Every time the championship lands on this track, Ducati is the big favourite. And the reason can be summed up in two words: power and traction. The two great virtues of the Italian motorcycle. It’s a track with very few corners (just 11, the fewest on the calendar) and some of them have you practically coming to a standstill, so you have to react immediately to the first gasp. And if that wasn’t enough, the first part is a sequence of three straights where the Italian bikes have always reached the highest top speeds. If Ducati had built the track of their dreams, it would look a lot like this Red Bull Ring. But late last year, the circuit undertook a renovation of its layout. A chicane was built in the middle of the second straight to reduce speed on one of the black spots of the World Championship. Would this small change succeed in disrupting the established order?
It doesn’t seem, according to what was seen on the first day, when Ducati signed the best day of his life in free practice, placing seven of its eight riders in the top eight: Johann Zarco, Jack Miller and Jorge Martín in the first three positions; and Pecco Bagnaia, Luca Marini, Marco Bezzecchi and Enea Bastianini between fifth and eighth. Only the championship leader, Fabio Quartararo, alternated in fourth place. After one lap and on dry land, the Ducati look unbeatable on this track and if the weather is good today, the battle for pole looks set to become a Ducati Cup.

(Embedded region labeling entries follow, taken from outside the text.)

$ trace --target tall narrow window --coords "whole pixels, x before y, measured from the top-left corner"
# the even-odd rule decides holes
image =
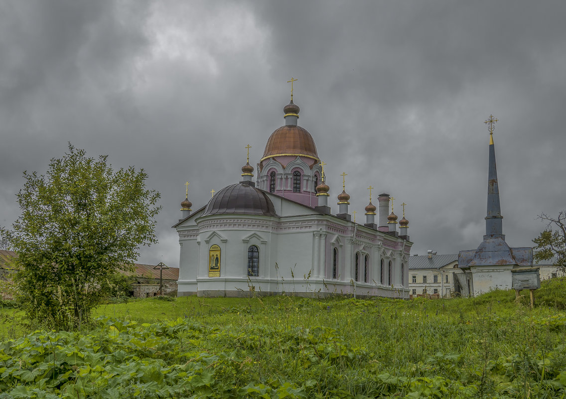
[[[358,281],[358,271],[359,270],[359,256],[355,254],[355,281]]]
[[[215,244],[208,250],[208,277],[220,277],[220,247]]]
[[[334,248],[332,251],[332,278],[336,278],[338,276],[338,249]]]
[[[363,282],[367,282],[367,267],[370,263],[370,257],[367,255],[363,261]]]
[[[298,170],[293,173],[293,192],[301,192],[301,172]]]
[[[275,172],[269,174],[269,192],[275,192]]]
[[[248,276],[258,277],[259,274],[259,248],[255,245],[248,247]]]

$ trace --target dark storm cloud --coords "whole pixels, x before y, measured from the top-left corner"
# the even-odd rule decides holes
[[[184,183],[196,209],[239,180],[283,124],[298,78],[299,123],[331,186],[363,220],[366,187],[408,204],[413,253],[455,253],[483,234],[495,140],[508,242],[564,208],[562,2],[28,2],[0,5],[0,224],[24,170],[70,140],[162,193],[160,244],[178,261]],[[375,198],[375,197],[374,197]],[[336,205],[334,208],[337,208]],[[336,209],[333,209],[336,211]]]

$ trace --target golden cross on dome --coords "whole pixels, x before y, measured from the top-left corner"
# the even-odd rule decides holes
[[[341,174],[340,175],[342,176],[342,190],[346,190],[346,177],[348,175],[348,174],[346,173],[346,172],[342,172],[342,174]]]
[[[494,130],[495,130],[495,122],[498,121],[498,119],[494,119],[493,115],[490,115],[490,118],[484,122],[483,123],[486,125],[488,123],[487,130],[490,131],[490,144],[492,144],[494,143]]]
[[[249,164],[250,163],[250,149],[251,148],[251,145],[250,145],[250,144],[248,144],[247,145],[246,145],[246,147],[245,147],[244,148],[247,148],[247,151],[248,151],[248,164]]]
[[[370,202],[371,202],[371,190],[374,189],[374,187],[370,186],[370,187],[367,187],[367,189],[370,190]]]
[[[288,80],[287,81],[288,83],[290,83],[291,84],[291,101],[293,101],[293,82],[297,81],[299,79],[293,79],[293,78],[291,78],[290,80]]]
[[[319,165],[320,165],[320,167],[322,168],[322,180],[323,181],[324,181],[324,165],[326,165],[326,164],[321,161]]]

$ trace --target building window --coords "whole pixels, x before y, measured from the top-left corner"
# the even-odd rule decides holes
[[[293,173],[293,192],[301,192],[301,172],[298,170]]]
[[[332,278],[337,278],[338,276],[338,248],[335,248],[332,251]]]
[[[248,247],[248,276],[258,277],[259,273],[259,248],[255,245]]]
[[[370,257],[366,255],[363,261],[363,282],[367,282],[367,264],[370,263]]]
[[[359,256],[355,254],[355,281],[358,281],[358,271],[359,270]]]
[[[275,172],[269,173],[269,192],[275,192]]]
[[[208,277],[220,277],[220,247],[215,244],[208,250]]]

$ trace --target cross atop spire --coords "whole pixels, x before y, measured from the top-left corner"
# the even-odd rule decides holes
[[[490,118],[483,123],[487,125],[487,130],[490,131],[490,145],[494,143],[494,130],[495,130],[495,123],[498,119],[494,119],[493,115],[490,115]]]
[[[370,190],[370,202],[371,202],[371,190],[374,189],[374,187],[370,186],[370,187],[367,187],[367,189]]]
[[[249,164],[250,163],[250,149],[251,148],[251,145],[250,145],[250,144],[248,144],[247,145],[246,145],[246,147],[245,147],[244,148],[247,149],[247,151],[248,151],[248,160],[247,160],[247,162],[248,162],[248,164]]]
[[[291,78],[290,80],[288,80],[287,81],[288,83],[290,83],[291,84],[291,101],[293,101],[293,82],[297,81],[299,79],[293,79],[293,78]]]

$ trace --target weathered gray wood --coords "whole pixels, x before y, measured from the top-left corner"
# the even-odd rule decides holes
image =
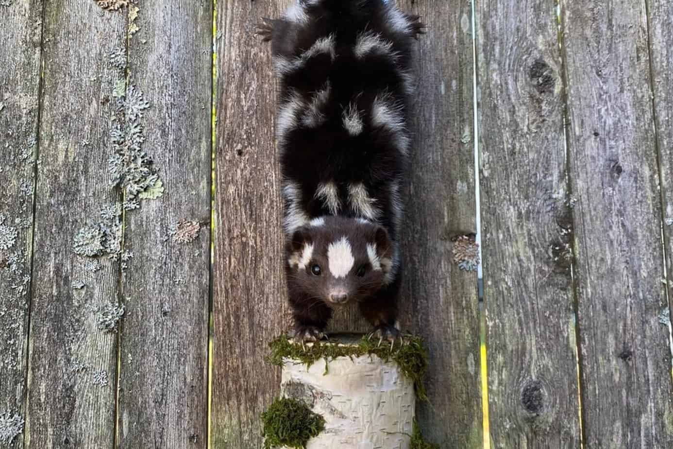
[[[476,271],[453,263],[452,239],[475,232],[472,40],[470,3],[398,1],[419,14],[415,140],[402,240],[402,329],[429,353],[429,402],[418,403],[425,437],[442,448],[481,448],[481,384]]]
[[[113,77],[108,53],[123,46],[125,21],[94,1],[55,0],[44,8],[25,444],[110,447],[116,336],[98,329],[96,310],[116,303],[118,264],[101,258],[102,269],[86,272],[73,238],[118,200],[105,170],[114,108],[106,98]],[[74,290],[77,281],[86,285]]]
[[[0,6],[0,414],[23,419],[42,2]],[[23,447],[23,437],[9,447]]]
[[[673,447],[645,3],[561,6],[585,447]]]
[[[212,442],[262,446],[259,413],[277,394],[268,342],[289,322],[282,271],[280,174],[274,145],[277,88],[260,17],[291,0],[218,1]]]
[[[578,448],[555,7],[542,0],[476,7],[489,436],[495,448]]]
[[[213,5],[145,0],[139,6],[129,79],[150,102],[141,120],[143,150],[165,193],[125,215],[124,249],[133,257],[122,275],[118,442],[205,448]],[[202,226],[190,242],[180,242],[184,228],[178,225],[185,220]]]
[[[671,27],[673,3],[666,0],[649,0],[647,4],[670,302],[673,298],[673,27]],[[669,314],[668,323],[670,322],[670,317]],[[662,320],[666,321],[664,316]]]

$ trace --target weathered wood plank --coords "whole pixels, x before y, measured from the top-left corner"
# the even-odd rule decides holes
[[[11,49],[0,52],[0,415],[18,415],[18,423],[26,417],[42,2],[16,1],[0,14],[0,42]],[[23,447],[22,436],[13,440],[9,447]]]
[[[474,108],[470,5],[462,0],[398,1],[427,26],[417,44],[415,135],[402,236],[402,329],[429,353],[424,435],[442,448],[481,448],[481,384],[476,271],[453,263],[451,240],[474,234]]]
[[[645,2],[561,7],[585,446],[673,447]]]
[[[102,268],[94,271],[85,265],[93,258],[75,254],[73,239],[88,226],[78,250],[99,252],[94,223],[118,200],[104,169],[114,110],[108,54],[123,46],[125,20],[94,1],[55,0],[44,8],[25,444],[110,447],[116,337],[98,328],[96,316],[117,302],[118,265],[96,258]]]
[[[476,7],[489,436],[496,448],[577,448],[555,7],[541,0]]]
[[[165,193],[125,215],[118,445],[205,448],[213,5],[139,6],[130,85],[150,103],[143,148]]]
[[[255,39],[260,17],[292,0],[218,1],[213,278],[213,448],[262,446],[259,413],[280,372],[267,343],[288,323],[283,274],[280,174],[274,145],[271,50]]]
[[[654,118],[660,164],[664,248],[670,301],[673,298],[673,28],[670,26],[673,3],[666,0],[649,0],[647,4]],[[665,316],[662,318],[666,322]]]

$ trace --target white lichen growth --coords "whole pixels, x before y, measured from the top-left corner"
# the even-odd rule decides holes
[[[124,315],[124,305],[108,303],[100,307],[96,315],[98,329],[106,332],[116,332],[117,323]]]
[[[96,3],[104,9],[116,10],[129,5],[129,0],[96,0]]]
[[[8,250],[16,243],[19,232],[16,228],[7,225],[0,225],[0,250]]]
[[[460,236],[454,242],[454,263],[466,271],[474,271],[479,265],[479,244],[474,236]]]
[[[73,249],[80,256],[93,257],[102,254],[103,231],[98,226],[85,226],[75,236]]]
[[[97,371],[92,375],[92,383],[100,386],[108,386],[108,373],[104,370]]]
[[[11,444],[24,431],[24,419],[9,410],[0,413],[0,442]]]
[[[201,225],[198,221],[183,220],[178,223],[173,234],[173,241],[178,243],[190,243],[199,236]]]

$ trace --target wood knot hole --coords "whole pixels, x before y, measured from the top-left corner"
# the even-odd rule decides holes
[[[521,390],[521,405],[534,417],[539,416],[544,409],[544,392],[539,380],[530,380]]]
[[[548,94],[553,92],[556,88],[556,79],[554,71],[542,58],[538,58],[528,69],[528,77],[538,94]]]

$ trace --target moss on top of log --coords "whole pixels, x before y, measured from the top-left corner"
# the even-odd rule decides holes
[[[283,335],[269,343],[271,353],[269,361],[282,366],[285,359],[297,360],[310,366],[317,360],[324,359],[325,374],[329,361],[339,357],[353,358],[362,355],[376,355],[384,361],[392,360],[400,370],[414,383],[416,395],[421,401],[427,401],[423,379],[427,370],[427,352],[423,339],[417,335],[407,335],[404,343],[393,346],[379,345],[374,339],[362,336],[359,339],[353,335],[340,335],[327,341],[320,341],[302,345],[292,342],[287,335]]]

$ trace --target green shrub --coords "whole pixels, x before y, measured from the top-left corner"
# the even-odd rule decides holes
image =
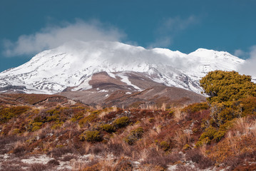
[[[102,140],[100,132],[98,130],[88,130],[80,135],[80,140],[91,142],[96,142]]]
[[[116,119],[113,124],[117,128],[121,128],[127,126],[130,123],[130,119],[127,116],[123,116],[120,118]]]
[[[51,126],[51,129],[56,130],[58,128],[60,128],[63,123],[64,123],[63,122],[57,122],[56,123],[53,124],[53,125]]]
[[[153,123],[153,122],[155,122],[155,118],[149,118],[149,119],[148,119],[148,122],[150,122],[150,123]]]
[[[208,101],[212,103],[256,97],[256,84],[251,80],[251,76],[235,71],[215,71],[209,72],[200,83],[204,93],[210,95]]]
[[[81,120],[81,118],[83,118],[83,113],[78,113],[75,114],[75,115],[72,117],[72,118],[71,119],[71,120],[72,122],[76,122],[76,121],[79,120]]]
[[[87,123],[92,122],[93,120],[98,118],[98,115],[96,113],[91,113],[84,118],[80,120],[79,125],[83,126],[84,124]]]
[[[214,138],[214,135],[217,132],[217,131],[215,128],[210,126],[208,128],[206,128],[205,131],[202,133],[201,136],[199,138],[199,140],[203,142],[204,143],[209,144]]]
[[[219,130],[213,135],[213,140],[216,140],[217,142],[219,142],[225,135],[226,131],[222,131]]]
[[[101,126],[101,129],[108,133],[115,132],[115,128],[110,124],[105,124]]]
[[[135,142],[143,137],[143,128],[142,127],[139,127],[133,130],[125,138],[124,140],[128,145],[133,145]]]

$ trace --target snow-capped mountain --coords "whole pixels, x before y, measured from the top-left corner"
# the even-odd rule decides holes
[[[92,88],[93,74],[105,71],[135,90],[130,73],[168,86],[200,93],[200,79],[215,70],[233,71],[244,60],[227,52],[199,48],[189,54],[166,48],[145,49],[119,42],[73,41],[39,53],[29,62],[0,73],[0,91],[56,93]],[[141,78],[143,79],[143,78]]]

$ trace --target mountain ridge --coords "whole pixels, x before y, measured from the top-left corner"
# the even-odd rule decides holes
[[[89,82],[93,74],[106,72],[133,90],[142,90],[141,85],[130,81],[129,73],[137,73],[158,83],[200,93],[199,80],[208,72],[236,70],[243,62],[227,52],[205,48],[185,54],[119,42],[73,41],[0,73],[0,86],[21,86],[22,90],[13,90],[26,93],[53,94],[70,87],[73,91],[85,90],[93,88]]]

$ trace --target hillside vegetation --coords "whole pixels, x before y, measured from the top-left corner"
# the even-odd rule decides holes
[[[0,170],[255,170],[255,84],[220,71],[200,83],[208,102],[184,107],[1,105]]]

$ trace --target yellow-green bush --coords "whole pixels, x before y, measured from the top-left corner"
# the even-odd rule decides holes
[[[189,105],[187,107],[184,108],[182,111],[188,113],[193,113],[198,112],[202,110],[207,110],[210,108],[210,105],[206,102],[203,103],[197,103],[192,105]]]
[[[14,117],[18,116],[31,109],[28,106],[0,107],[0,123],[6,123]]]
[[[80,135],[80,140],[87,142],[96,142],[102,140],[101,133],[98,130],[88,130]]]
[[[105,124],[101,126],[101,129],[108,133],[115,132],[115,128],[110,124]]]
[[[84,118],[80,120],[79,125],[82,126],[87,123],[92,122],[93,120],[96,119],[97,118],[98,118],[98,115],[96,113],[91,113],[88,116],[85,117]]]
[[[124,138],[124,140],[128,145],[133,145],[135,142],[143,137],[143,128],[142,127],[139,127],[130,131],[130,133]]]
[[[83,118],[83,113],[76,113],[72,118],[71,119],[71,120],[72,122],[76,122],[77,120],[81,120],[81,118]]]

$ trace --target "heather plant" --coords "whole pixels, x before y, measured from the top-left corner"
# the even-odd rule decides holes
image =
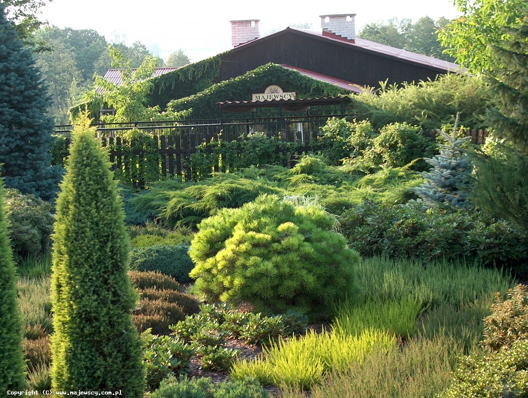
[[[462,358],[449,387],[439,398],[528,397],[528,340],[497,352]]]
[[[18,280],[18,303],[26,337],[35,334],[51,334],[53,331],[51,316],[50,277],[34,279],[26,278]]]
[[[38,259],[50,248],[54,221],[51,205],[16,189],[6,189],[5,202],[15,260],[20,262],[27,257]]]
[[[0,13],[3,10],[0,6]],[[0,20],[0,23],[2,21]],[[4,183],[0,180],[0,392],[23,390],[22,318],[16,300],[16,273],[7,235]]]
[[[528,292],[526,285],[519,284],[508,291],[508,299],[492,306],[492,314],[484,318],[484,347],[497,351],[501,347],[511,347],[517,340],[528,340]]]
[[[272,344],[265,348],[263,357],[235,362],[230,375],[234,380],[249,377],[262,384],[309,390],[322,383],[327,372],[343,371],[351,363],[362,363],[373,349],[387,352],[395,346],[393,335],[373,329],[357,335],[312,330],[298,338]]]
[[[525,270],[525,231],[478,212],[424,211],[417,204],[382,204],[365,201],[344,212],[342,233],[361,255],[422,261],[465,259],[485,265]]]
[[[296,206],[263,195],[203,221],[190,254],[190,275],[212,301],[246,301],[258,311],[287,308],[328,315],[351,290],[357,254],[320,206]]]
[[[456,339],[444,335],[410,339],[400,349],[373,347],[361,362],[352,361],[340,371],[327,373],[312,386],[312,398],[423,398],[448,385],[457,357]],[[280,398],[306,398],[298,387],[281,388]],[[461,395],[460,396],[463,396]]]
[[[54,390],[145,392],[127,275],[129,241],[116,182],[83,115],[73,132],[52,239]]]

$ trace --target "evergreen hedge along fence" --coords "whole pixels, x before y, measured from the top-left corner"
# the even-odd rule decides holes
[[[317,150],[319,128],[330,116],[101,124],[97,131],[102,146],[108,148],[116,178],[142,189],[148,182],[174,176],[197,181],[213,171],[227,172],[251,165],[291,168],[303,154]],[[63,137],[55,146],[56,163],[63,163],[68,155],[71,129],[56,126],[55,135]],[[479,145],[488,135],[482,129],[464,132]],[[437,131],[425,134],[435,140]]]

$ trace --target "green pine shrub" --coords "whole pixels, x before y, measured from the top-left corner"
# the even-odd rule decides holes
[[[0,6],[2,16],[3,13]],[[4,182],[0,179],[0,392],[5,396],[8,390],[23,390],[25,385],[21,345],[22,318],[16,299],[16,271],[7,235],[6,213]]]
[[[359,261],[336,220],[320,206],[296,206],[262,195],[240,209],[223,209],[199,225],[190,276],[208,299],[247,301],[257,311],[287,308],[328,315],[351,291]]]
[[[393,334],[366,329],[357,335],[313,330],[298,338],[280,339],[264,348],[264,355],[234,363],[230,376],[234,380],[256,378],[262,384],[282,384],[309,390],[330,372],[343,371],[351,363],[362,363],[369,353],[395,348]]]
[[[526,285],[519,284],[508,291],[509,298],[492,306],[492,314],[484,318],[484,339],[486,349],[496,351],[503,346],[511,347],[517,340],[528,340],[528,292]]]
[[[51,364],[50,343],[49,336],[36,340],[25,338],[22,340],[24,359],[26,361],[30,373],[36,370],[39,365],[49,366]]]
[[[477,211],[425,212],[419,205],[367,201],[343,213],[340,221],[351,247],[366,257],[465,259],[507,266],[518,272],[528,259],[523,230]]]
[[[528,397],[528,340],[498,352],[463,358],[451,385],[439,398]]]
[[[428,157],[435,152],[435,145],[422,134],[419,127],[406,122],[391,123],[380,130],[374,139],[371,153],[379,164],[401,167],[418,158]],[[413,168],[423,170],[425,162],[417,162]]]
[[[168,335],[169,325],[200,311],[198,301],[181,291],[181,286],[170,277],[154,271],[129,271],[129,274],[141,297],[132,317],[140,333],[150,328],[156,334]]]
[[[268,393],[258,382],[251,380],[228,381],[214,384],[210,377],[176,380],[169,377],[162,382],[152,398],[268,398]]]
[[[6,189],[8,228],[15,260],[39,258],[50,248],[53,231],[51,205],[34,195],[23,195],[16,189]]]
[[[177,290],[183,291],[182,286],[174,278],[157,271],[129,271],[130,283],[138,289]]]
[[[83,115],[73,132],[53,239],[53,388],[142,397],[145,373],[131,311],[125,215],[107,156]]]
[[[178,282],[188,282],[189,271],[194,267],[188,250],[186,245],[157,244],[133,249],[128,268],[137,271],[158,271]]]

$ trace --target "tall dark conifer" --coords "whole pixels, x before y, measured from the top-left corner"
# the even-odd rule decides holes
[[[0,3],[0,176],[7,187],[44,200],[53,196],[58,179],[48,153],[54,127],[45,113],[49,101],[33,55]]]

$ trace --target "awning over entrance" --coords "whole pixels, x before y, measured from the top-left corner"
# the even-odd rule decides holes
[[[284,110],[299,112],[308,110],[312,106],[340,105],[342,115],[344,113],[345,104],[350,101],[348,97],[332,97],[271,101],[225,101],[216,103],[220,106],[221,111],[235,113],[253,112],[258,108],[278,108],[281,111]]]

And Aleix Espargaro? Our trick to win the MotoGP title hasn’t had a great debut, 11th and behind his teammate Maverick Vinales. In the two practice sessions on Friday, he was not particularly nice in that new chicane which he skipped several times. But the Catalan was confident in his chances, bearing in mind that he knows where his weakness lies. “I’m doing really bad,” he commented about that new section of the track. “I don’t understand how to do it and until my last lap I couldn’t do it properly. There I came very close to the best and only finished three tenths. If I improve on this point, I could perfectly be the first,” he added.
After missing the last two races due to a broken femur, Pedro Acosta got back on his Moto2 in Austria. He still bears the consequences of the injury, although his biggest handicap is that he did not play sports for two months and his hours shortfall was noticed on the first day. Nothing to do with his teammate and category leader, Augusto Fernández, who finished third behind Asian drivers, Somkiat Chantra and Ai Ogura. The Spaniard is looking for his fourth consecutive win in 2022, a streak that only Toni Elías has achieved in 2010 in Moto2 so far.
The Moto3 riders have been most affected by the changing weather conditions that we always have in this part of Austria. The morning FP1 was played in the rain and in the afternoon the fastest in FP2 was the Italian Dennis Foggia, the last winner of the category at Silverstone and the main rival in the championship of the Spaniards Izan Guevara and Sergio García, who did not have a very have clear first day (12th and 13th respectively). To remedy this, he has painted Ducati red on the first day of free practice and today’s qualifying session, which will form the grid for this Austrian Grand Prix.